How to automatically prepare and publish Tableau extracts with SSIS
There are number of ways to refresh the data connected to your Tableau dashboards; for instance refreshing manually or setting up a schedule. However, if you depend on an ETL to make the latest data available and you want to minimise data latency these may not be efficient approaches. In this blog I will outline your options, and how to use the tabcmd tool in Tableau.
Say your ETL runs overnight and finishes between 4 and 6 am, when you’re dealing with big dashboards your Tableau refresh will take 1 to 2 hours to obtain all data needed.
OPTION 1: is to run the refresh manually when you get to work early in the morning. But then users need to wait until Tableau finishes importing the data.
OPTION 2: is to program a Tableau schedule to run at 5 or 7 am. However, there is no guarantee that your ETL will finish before then. Fortunately, Tableau Server provides an option 3!
OPTION 3: tabcmd. Tabcmd is an administration tool included on Tableau Server. It allows some very useful command line functionality to apply some basic but important administration tasks remotely on any accessible Tableau Server. In a nutshell, tabcmd allows you to manage sites, groups, users, run Tableau schedules, publish dashboards and execute extracts refresh on workbooks or data sources.

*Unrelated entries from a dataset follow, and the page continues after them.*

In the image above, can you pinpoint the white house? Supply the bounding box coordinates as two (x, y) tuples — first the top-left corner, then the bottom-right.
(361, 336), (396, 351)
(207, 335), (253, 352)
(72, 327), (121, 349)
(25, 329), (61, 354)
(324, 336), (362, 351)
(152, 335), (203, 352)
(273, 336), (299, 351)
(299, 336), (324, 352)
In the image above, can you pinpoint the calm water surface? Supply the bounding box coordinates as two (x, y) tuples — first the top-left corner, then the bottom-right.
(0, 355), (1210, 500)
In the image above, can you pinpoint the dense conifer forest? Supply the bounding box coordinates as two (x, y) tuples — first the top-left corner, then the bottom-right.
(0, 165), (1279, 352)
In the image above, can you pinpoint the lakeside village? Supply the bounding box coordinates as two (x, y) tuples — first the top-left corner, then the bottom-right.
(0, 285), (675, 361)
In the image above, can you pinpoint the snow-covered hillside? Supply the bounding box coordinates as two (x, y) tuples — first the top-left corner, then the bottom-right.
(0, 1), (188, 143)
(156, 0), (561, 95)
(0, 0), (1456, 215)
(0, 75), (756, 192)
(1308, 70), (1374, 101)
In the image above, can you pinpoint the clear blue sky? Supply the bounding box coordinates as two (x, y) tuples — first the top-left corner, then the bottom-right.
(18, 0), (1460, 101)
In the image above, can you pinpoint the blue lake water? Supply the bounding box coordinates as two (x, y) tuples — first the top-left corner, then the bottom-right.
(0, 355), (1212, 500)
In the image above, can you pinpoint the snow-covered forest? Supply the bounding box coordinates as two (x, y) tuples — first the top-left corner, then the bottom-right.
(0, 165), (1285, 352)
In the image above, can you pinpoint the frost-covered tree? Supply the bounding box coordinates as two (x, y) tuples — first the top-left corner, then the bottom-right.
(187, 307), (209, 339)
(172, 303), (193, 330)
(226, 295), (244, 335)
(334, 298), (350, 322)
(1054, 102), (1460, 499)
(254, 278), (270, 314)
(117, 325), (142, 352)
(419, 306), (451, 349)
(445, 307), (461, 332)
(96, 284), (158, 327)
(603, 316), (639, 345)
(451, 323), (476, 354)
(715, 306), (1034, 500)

Examples of how to use tabcmd can be found on Tableau Server website, but in this blog I’ll show the necessary steps needed to refresh a dashboard from an SSIS package that runs on a different Server with some different configurations.
1. Tabcmd installation program can be found on your Tableau Server folder.
Tabcmd can be installed on any folder but its path may need to be added to the PATH windows environment variable manually.
2. In order to refresh a workbook, on a command prompt window:
- Login – see the example below using Active Directory
- tabcmd login -s http://localhost:8000/ -u "domain\user" -p password
- Refresh – see the example below using your URL
- Tabcmd tabcmd refreshextracts – url "My Workbook" –synchronous
- Synchronous will guaranty that the SSIS task finishes after the refresh is complete.
- Include the commands on a batch file and then test the connectivity
3. Once you have tested the connectivity, you can then integrate it on SSIS on an “Execute Process Task” embedded on a batch file
Since all the steps can be embedded on a simple batch file you can include them on any ETL tool that allows interaction with Windows. The main advantage of this approach is an increased data availability, as you can now integrate Tableau into your ETL process.